The lexicon is not consistent, but calligraphy typically implies a flat tipped nib with crisp (sharp) edges.  The nib is inserted into a simple pencil-like nib holder and is dipped into a specialized ink.  Regular ink works, but depending on the nib it may flow too easily and leave blobs.  If your artist/customer has assorted calligraphy nibs, they should all fit the same nib holders.

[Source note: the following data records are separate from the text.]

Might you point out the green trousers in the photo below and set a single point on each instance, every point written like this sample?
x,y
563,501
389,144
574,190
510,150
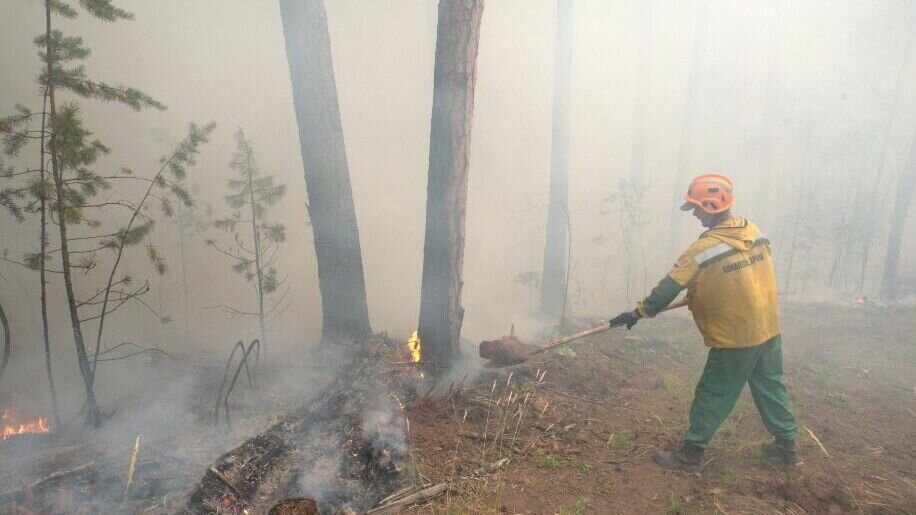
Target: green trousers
x,y
726,372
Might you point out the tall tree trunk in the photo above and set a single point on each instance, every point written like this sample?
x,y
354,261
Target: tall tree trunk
x,y
873,203
644,69
92,410
454,77
345,314
7,342
637,165
906,184
184,273
688,123
763,194
553,275
42,259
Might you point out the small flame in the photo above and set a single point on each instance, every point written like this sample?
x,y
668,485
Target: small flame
x,y
12,428
413,345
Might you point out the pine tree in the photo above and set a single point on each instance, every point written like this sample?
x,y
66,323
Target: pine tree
x,y
68,196
454,78
345,313
252,195
555,268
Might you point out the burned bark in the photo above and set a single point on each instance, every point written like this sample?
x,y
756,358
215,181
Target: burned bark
x,y
554,272
454,77
906,185
345,314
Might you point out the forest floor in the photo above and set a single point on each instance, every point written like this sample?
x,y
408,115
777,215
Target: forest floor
x,y
571,433
579,437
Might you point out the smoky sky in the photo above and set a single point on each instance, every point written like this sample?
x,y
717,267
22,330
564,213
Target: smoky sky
x,y
815,79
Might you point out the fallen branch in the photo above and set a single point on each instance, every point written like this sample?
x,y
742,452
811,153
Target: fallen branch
x,y
421,496
817,441
224,480
18,494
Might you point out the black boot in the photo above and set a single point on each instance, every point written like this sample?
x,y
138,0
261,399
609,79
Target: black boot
x,y
688,459
781,451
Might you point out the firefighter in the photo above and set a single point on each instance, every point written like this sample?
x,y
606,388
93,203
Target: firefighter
x,y
731,288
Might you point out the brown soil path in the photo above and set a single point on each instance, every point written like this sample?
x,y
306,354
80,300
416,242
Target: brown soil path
x,y
579,438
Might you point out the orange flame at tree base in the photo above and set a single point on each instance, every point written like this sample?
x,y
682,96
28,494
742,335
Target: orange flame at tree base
x,y
11,427
414,346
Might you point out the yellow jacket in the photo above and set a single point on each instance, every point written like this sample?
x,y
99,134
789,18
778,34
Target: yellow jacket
x,y
731,286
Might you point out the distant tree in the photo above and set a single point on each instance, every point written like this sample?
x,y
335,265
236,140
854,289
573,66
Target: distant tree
x,y
688,123
872,220
454,78
906,185
345,314
7,342
633,218
256,253
69,196
555,268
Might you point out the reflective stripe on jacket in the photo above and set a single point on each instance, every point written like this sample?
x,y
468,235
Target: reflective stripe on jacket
x,y
728,274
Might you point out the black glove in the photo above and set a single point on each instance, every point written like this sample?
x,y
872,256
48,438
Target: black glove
x,y
628,318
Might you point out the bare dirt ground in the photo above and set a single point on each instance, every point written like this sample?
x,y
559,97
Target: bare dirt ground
x,y
578,430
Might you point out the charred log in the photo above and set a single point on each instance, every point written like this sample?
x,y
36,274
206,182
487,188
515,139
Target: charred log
x,y
347,448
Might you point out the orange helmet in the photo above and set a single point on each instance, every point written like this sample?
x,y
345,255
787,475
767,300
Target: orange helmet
x,y
713,193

A modified version of calligraphy for fountain pens is more often called italic writing.  Typically an italic nib is not as wide as most calligraphy nibs and it is somewhat rounded off on the on the edges of the flat tip (not as crisp).  Most standard nibs in at least medium or broad width can be ground down and turned into an italic nib.  Any nib, no matter how fine, can be ground down even further to the point where the tip starts to widen.  This type of grind is called a stub.  As mentioned, Exoticblanks sells calligraphy nibs and nib holder clips for making dip pens, CSUSA sells italic nibs.  Meister Nibs can do custom grinds to make an italic, crisp italic, or stub out of a standard nib.


----------



## CSue (Sep 13, 2010)

Hugh, you might also need to know if your friend wants a "straight holder" for her nibs or an oblique holder.  If so, you might be interested in this link
http://www.penturners.org/forum/showthread.php?t=63473&highlight=oblique+pen


----------



## titan2 (Sep 13, 2010)

Hucifer said:


> I had a request from an artist friend of mine for a pen that she can switch out her different nibs... Does anyone know if there is such a kit out there?


 
_Hugh,_
 
_I have some kits that I make up for calligraphy.  If you want to know more or even order some, drop me a PM._
 
_THANKS,_
 
_Barney_


----------



## Hucifer (Sep 21, 2010)

Thanks all, as usual I get everything I need from this board. You guys are great.


----------



## evanslmtd (Sep 29, 2010)

wood-of-1kind said:


> CSUSA has some "caligraphy" nibs that can be swapped out and used with their pens. I recently did one for a customer who likes the Jr. Gents V2 pens.


*Peter*
I also ordered a Calligraphy Nib (as well as a Broad) from CSUSA and am pretty happy with the results I'm getting with it. As mentioned in another post, it's more of an Italic than a true Calligraphy Nib, but it gets the job done! I was really impressed with how the Broad Nib wrote, right out of the box (no tuning at all). It's fast becoming my favorite writing nib!


----------



## wood-of-1kind (Sep 29, 2010)

evanslmtd said:


> wood-of-1kind said:
> 
> 
> > CSUSA has some "caligraphy" nibs that can be swapped out and used with their pens. I recently did one for a customer who likes the Jr. Gents V2 pens.
> ...




Barry, my customer could not be happier than with the CSUSA 'nib'. They insisted that I take an 'extra' $10 for the pen.


----------